On Friday morning President Donald Trump made it clear that he wasn't backing away from an idea that has earned him considerable backlash from conservatives shortly after it was announced. He's dead set on a trade war, charging full speed ahead with plans to increase tariffs on steel and aluminum.
The problem with this tweet is that, regardless of how one feels about tariff policy, its basic premises are detached from economic reality.
"The proclamation contained within a Tweet that trade wars are good and easy to win shows a stunning lack of appreciation for history, including the lessons of the Great Depression," Mark Hamrick, senior economic analyst at Bankrate.com in Washington, told Salon.
"I don't know anybody that has a 50 percent across the board tax on imports," said Robert E. Scott, the senior economic at the Economic Policy Institute. "The only across the board taxes that I know of are value-added taxes, like sales taxes, and the highest ones that I know of in the world are mostly in Western Europe. The highest one is 27 percent in Hungary, followed by 25 percent in Denmark, and a number of other countries in the range of 23 to 25 percent (Norway, Ireland, Portugal, Sweden)."
In fact, the concept of jacking up tariff rates to such extreme highs is one that would seem to benefit virtually no one invested in America's success.

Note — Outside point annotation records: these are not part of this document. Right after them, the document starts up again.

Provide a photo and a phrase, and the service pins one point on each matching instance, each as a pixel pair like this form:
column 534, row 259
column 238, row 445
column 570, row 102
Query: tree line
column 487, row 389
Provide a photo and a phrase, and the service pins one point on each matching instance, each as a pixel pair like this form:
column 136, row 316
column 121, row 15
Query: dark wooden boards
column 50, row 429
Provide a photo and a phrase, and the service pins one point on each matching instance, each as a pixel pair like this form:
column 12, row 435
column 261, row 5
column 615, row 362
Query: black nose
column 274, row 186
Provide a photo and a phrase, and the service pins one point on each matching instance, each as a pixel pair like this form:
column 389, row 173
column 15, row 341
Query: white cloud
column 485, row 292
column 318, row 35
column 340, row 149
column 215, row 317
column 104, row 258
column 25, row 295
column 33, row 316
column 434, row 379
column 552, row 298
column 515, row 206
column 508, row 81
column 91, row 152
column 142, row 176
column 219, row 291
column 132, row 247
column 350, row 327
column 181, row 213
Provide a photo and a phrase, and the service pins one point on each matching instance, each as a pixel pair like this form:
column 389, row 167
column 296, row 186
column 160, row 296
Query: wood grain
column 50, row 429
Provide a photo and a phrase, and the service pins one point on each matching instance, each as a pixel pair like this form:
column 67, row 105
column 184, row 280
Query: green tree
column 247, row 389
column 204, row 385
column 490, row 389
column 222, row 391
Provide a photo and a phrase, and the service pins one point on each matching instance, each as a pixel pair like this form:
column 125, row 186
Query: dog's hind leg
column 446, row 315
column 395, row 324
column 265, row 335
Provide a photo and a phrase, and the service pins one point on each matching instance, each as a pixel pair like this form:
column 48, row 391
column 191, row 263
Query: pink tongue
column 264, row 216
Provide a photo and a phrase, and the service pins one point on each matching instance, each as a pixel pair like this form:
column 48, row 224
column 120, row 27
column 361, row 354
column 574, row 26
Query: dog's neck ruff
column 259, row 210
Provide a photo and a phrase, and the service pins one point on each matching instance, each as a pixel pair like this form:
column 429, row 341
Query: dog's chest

"I can imagine anyone who wants to disrupt the global financial system and sow chaos in the United States economy would be a fan of that," Hamrick told Salon. "If you want to rein in the third-longest economic expansion since the end of WWII, crimp profits at a time when stock market valuations have been called into question by rising interest rates, force consumers to withstand price increases and put millions of metals-reliant and other jobs at risk, the president’s stated intention of placing costly tariffs on imported steel and aluminum is an effective way to start."
"And at first glance," Hamrick explained, "you could imagine that steel industry executives, investors and workers are pleased, but this could come back and hurt all of those stakeholders because of the risk that widens and hurts broader US economic activity."
Unfortunately, as Hamrick noted, some of that broader harm is already being felt.
"Clearly just his utterances do damage to our alliances. For example, our already strained relationships with the US and Canada," Hamrick told Salon. "And who would have imagined a couple years ago that we'd be in a situation where relations with Canada and Mexico were in trouble?"
He added, "The immediate risk is that his threats to renegotiate NAFTA are severely hampered."
It also doesn't help that Trump's trade proclamations raise doubts as to his own understanding of these complex economic issues.
"I think he has a basic understanding of some of the issues involved," Scott told Salon. "My impression is that he does not have the ability to think strategically about how to address our manufacturing and trade problems."